CSU has some of the greatest people I have ever met in my life. Professors are friendly and thought-provoking, students are very sociable, and the scenery is amazing. While these all make CSU worthwhile, it reminds me of a hot club where you either have to A) know the bouncer or B) have to know a secret door in a creepy alley to get to. Counseling at CSU is the opposite of the faculty and students. They are not friendly, not cooperative, and seem unwilling to help students. The school is great, but the structure of the counseling department is like the DMV.
Roughly 28,000 students attend Colorado State, making it around the same size as Virginia Tech. It offers more than 200 undergraduate and graduate programs, with 65 disciplines for Bachelor's degrees. For me, CSU size is just a shade too small. If it had 40K to 50K, I think I could spread my wings a little more. It's a give and take relationship, so I'll take the good people over more people.
The campus at CSU is absolutely stunning. It's wide open with tall trees and the Rocky Mountains staring you in the face. You can breath on campus and actually have a relaxing stroll in between classes. In 1995 a flood rocked CSU damaging the majority of our buildings. Because of this, CSU had to upgrade and renovate all of structures including our library, lecture hall, and student center. Everything on campus seems brand spankin' new.
Fort Collins is the fifth largest city in Colorado with nearly 120,000 people. Last year it was voted the #1 city in America by Money Magazine. Culturally, Fort Collins is a college town. The average age of a Fort Collins resident is 28.2 years, so we are a relatively young town. We have 652 restaurants, six movie theaters, 30 bars, 19 golf courses and 13 ski resorts in our area. This allows for students to do whatever they want for extracurricular activities. Last weekend I went up to Breckinridge for a day of skiing, came back and had dinner at my favorite restaurant, went to Old Town for some bar-hopping and saw a movie the next day to relax. Not too shabby.

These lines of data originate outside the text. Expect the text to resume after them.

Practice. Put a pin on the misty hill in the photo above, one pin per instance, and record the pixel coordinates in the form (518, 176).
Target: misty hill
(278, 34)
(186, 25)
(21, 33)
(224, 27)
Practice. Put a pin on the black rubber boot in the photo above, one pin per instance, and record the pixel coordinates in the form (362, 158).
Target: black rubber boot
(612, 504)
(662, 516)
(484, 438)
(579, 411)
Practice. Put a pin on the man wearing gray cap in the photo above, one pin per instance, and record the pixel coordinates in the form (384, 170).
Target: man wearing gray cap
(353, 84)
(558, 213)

Even though CSU is a quaint, smaller campus, we have our drama. Consider us the Laguna Beach of university. Of course there was the tragic death of Samantha Spady. She was in my social circle and I knew a majority of the Sigma Pi's who found her. This rocked our campus and was a dose of reality. The school pulled together and now we party responsibly. We have RamRide, a designated-driver taxi service. We have people that hand out water bottles outside of bars and parties. Everyone looks out for each other.

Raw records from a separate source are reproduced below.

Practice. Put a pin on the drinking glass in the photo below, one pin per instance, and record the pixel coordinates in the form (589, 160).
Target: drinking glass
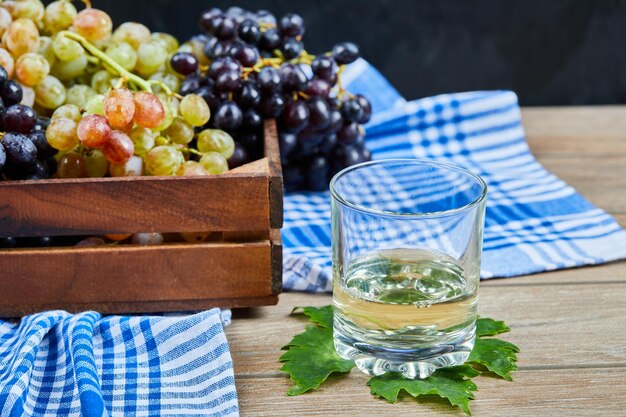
(406, 244)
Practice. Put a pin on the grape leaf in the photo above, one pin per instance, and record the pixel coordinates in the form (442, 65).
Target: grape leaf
(322, 316)
(311, 355)
(496, 355)
(450, 384)
(490, 327)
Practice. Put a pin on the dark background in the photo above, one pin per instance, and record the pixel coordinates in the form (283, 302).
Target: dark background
(551, 52)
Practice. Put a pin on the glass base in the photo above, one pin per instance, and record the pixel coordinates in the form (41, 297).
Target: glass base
(416, 363)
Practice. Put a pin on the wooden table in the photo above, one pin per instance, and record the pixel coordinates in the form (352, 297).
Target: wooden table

The other recent controversy that hit campus and made national headlines was our editorial section in our school paper The Collegian. After the "don't tase be bro," incident in Florida, our editor of the school paper thought it would be cute to have the entire editorial section read in large print: "Taser This: Fuck Bush." It was a cool, fall Friday morning when I sat down in my first class, peeled the paper open, to see those four words. While I agree with the statement, my journalism degree now was as attractive as Rosanne Arnold and Rosie O'Donnell going at it in a baby pool full of mash potatoes. This made CNN, Fox News and just about every major publication in the nation. We were trounced and bashed for the majority of it, with some liberals backing our first amendment rights. My professor for Online Journalism at the time was also the liaison between student media and the big whigs on campus. Let's just say he aged about ten years in one semester.

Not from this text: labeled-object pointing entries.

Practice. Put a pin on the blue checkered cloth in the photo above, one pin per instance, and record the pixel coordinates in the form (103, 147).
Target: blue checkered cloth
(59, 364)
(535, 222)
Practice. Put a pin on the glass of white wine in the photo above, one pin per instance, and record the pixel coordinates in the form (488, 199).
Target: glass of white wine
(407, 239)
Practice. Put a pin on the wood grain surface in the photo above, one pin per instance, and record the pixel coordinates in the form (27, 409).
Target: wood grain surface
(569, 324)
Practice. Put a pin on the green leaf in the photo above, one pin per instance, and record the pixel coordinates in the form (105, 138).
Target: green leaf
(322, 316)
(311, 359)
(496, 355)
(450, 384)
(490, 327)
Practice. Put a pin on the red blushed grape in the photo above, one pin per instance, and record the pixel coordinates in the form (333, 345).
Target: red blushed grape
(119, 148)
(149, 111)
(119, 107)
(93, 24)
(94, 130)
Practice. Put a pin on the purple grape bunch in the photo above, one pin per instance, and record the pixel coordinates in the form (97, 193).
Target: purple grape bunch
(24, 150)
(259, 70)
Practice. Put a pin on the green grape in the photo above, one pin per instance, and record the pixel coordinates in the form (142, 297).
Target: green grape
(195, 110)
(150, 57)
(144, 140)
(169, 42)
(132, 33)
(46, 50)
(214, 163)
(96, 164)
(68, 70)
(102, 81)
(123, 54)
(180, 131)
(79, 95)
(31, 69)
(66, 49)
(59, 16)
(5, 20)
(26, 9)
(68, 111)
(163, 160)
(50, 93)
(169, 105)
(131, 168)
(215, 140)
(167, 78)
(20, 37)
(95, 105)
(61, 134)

One thing will always be a constant at Colorado State University: Our pride. We all think we have a good thing going here at CSU and will protect and defend that until we are green and yellow in the face. One experience that best conveys this is when the entire student population moseys on down to Denver to meet our archnemesis CU at Mile High Stadium. Everyone really shows their school spirit and goes ballistic. The atmosphere at a CU/CSU game is something that I will never forget.